Effect of the on-site Coulomb repulsion on superconductivity in the boson-fermion model

TL;DR

This paper investigates how on-site Coulomb repulsion affects superconductivity in the boson-fermion model, focusing on anisotropic pairing and analyzing weak and strong repulsion limits.

Contribution

It provides a detailed analysis of Coulomb repulsion effects on superconductivity within the boson-fermion model, including potential crossover regimes.

Findings

Coulomb repulsion suppresses superconductivity depending on its strength.

Weak and strong repulsion regimes exhibit different impacts on the order parameter.

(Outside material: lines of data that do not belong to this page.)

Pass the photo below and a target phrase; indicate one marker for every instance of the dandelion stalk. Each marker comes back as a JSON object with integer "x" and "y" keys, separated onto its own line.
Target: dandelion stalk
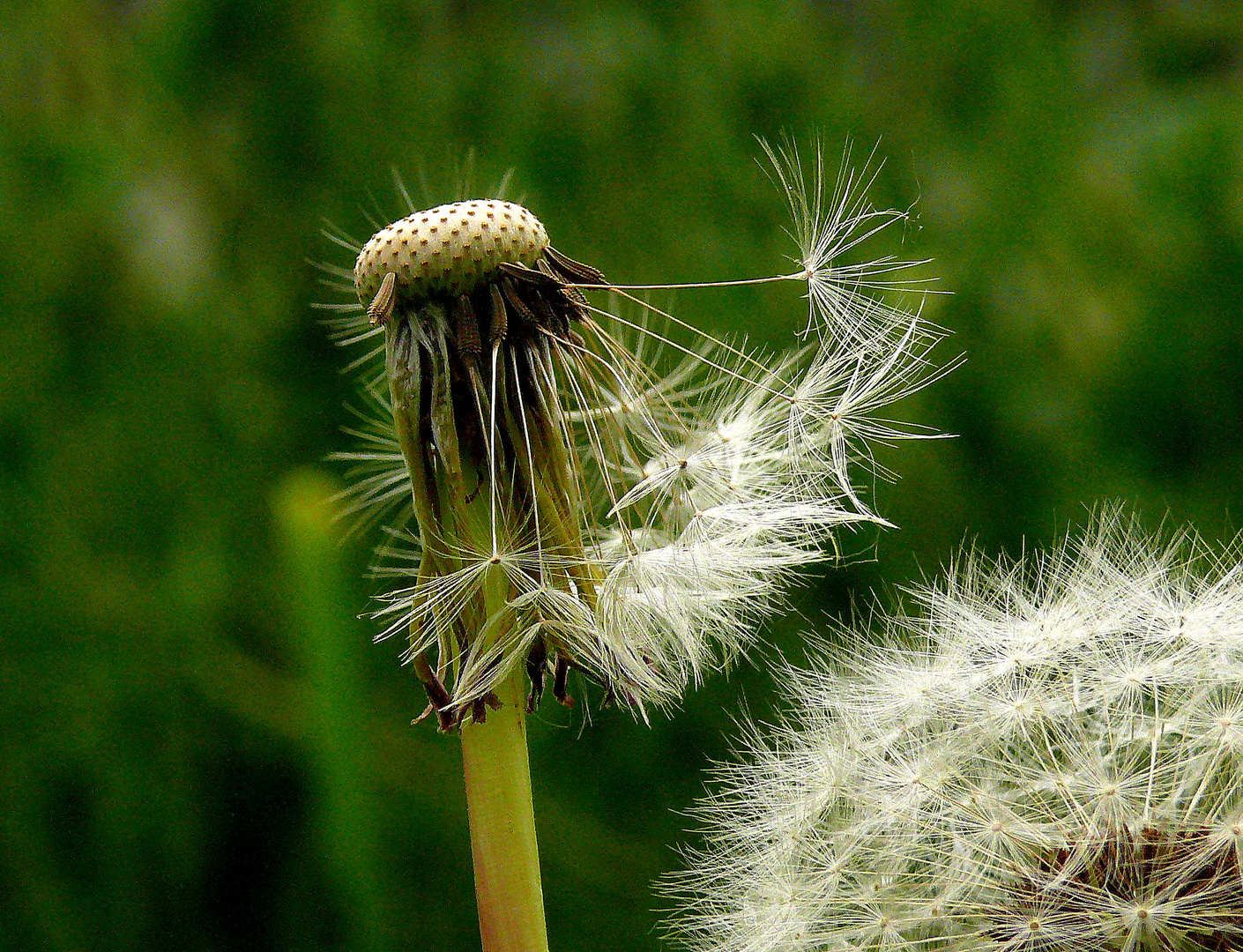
{"x": 502, "y": 828}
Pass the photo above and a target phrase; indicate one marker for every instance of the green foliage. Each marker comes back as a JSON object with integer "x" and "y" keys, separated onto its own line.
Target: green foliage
{"x": 179, "y": 767}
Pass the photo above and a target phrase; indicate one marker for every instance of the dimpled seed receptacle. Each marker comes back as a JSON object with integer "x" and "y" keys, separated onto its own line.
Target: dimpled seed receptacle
{"x": 449, "y": 249}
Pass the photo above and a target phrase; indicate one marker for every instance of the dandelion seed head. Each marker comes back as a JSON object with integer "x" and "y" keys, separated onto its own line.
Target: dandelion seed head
{"x": 1084, "y": 792}
{"x": 579, "y": 493}
{"x": 450, "y": 248}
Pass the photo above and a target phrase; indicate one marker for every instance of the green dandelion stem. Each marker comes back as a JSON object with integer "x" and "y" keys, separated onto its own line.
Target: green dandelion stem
{"x": 502, "y": 827}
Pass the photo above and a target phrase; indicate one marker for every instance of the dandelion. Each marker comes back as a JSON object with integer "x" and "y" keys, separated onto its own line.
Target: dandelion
{"x": 629, "y": 515}
{"x": 592, "y": 495}
{"x": 1057, "y": 767}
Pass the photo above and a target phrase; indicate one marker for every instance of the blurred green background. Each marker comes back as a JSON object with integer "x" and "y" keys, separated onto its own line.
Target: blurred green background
{"x": 200, "y": 747}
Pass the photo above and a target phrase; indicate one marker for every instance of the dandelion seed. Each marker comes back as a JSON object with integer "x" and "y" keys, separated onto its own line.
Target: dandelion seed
{"x": 1087, "y": 794}
{"x": 583, "y": 501}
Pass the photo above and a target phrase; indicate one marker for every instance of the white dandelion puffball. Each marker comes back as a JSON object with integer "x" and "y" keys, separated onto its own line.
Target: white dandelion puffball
{"x": 1058, "y": 769}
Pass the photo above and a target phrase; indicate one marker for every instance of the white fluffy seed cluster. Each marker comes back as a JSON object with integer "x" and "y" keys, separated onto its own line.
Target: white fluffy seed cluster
{"x": 449, "y": 249}
{"x": 700, "y": 486}
{"x": 1058, "y": 769}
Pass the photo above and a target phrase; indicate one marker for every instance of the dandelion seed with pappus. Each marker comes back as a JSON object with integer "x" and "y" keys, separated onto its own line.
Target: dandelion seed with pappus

Possible crossover behavior between the two regimes is discussed.

Abstract

We study the influence of the repulsive Coulomb interactions on thermodynamic properties of the boson fermion model with an anisotropic (d-wave, and extended s-wave) order parameter. Superconductivity is induced in this model from the anisotropic charge exchange interaction between the conduction band fermions (electrons or holes) and the immobile hard-core bosons (the localized electron pairs). The on-site Coulomb repulsion competes with this pairing interaction and hence is expected to have a detrimental influence on superconductivity. We analyze this effect in some detail considering the two opposite limits of: the weak and strong repulsion. A possible crossover between both these regimes is also discussed.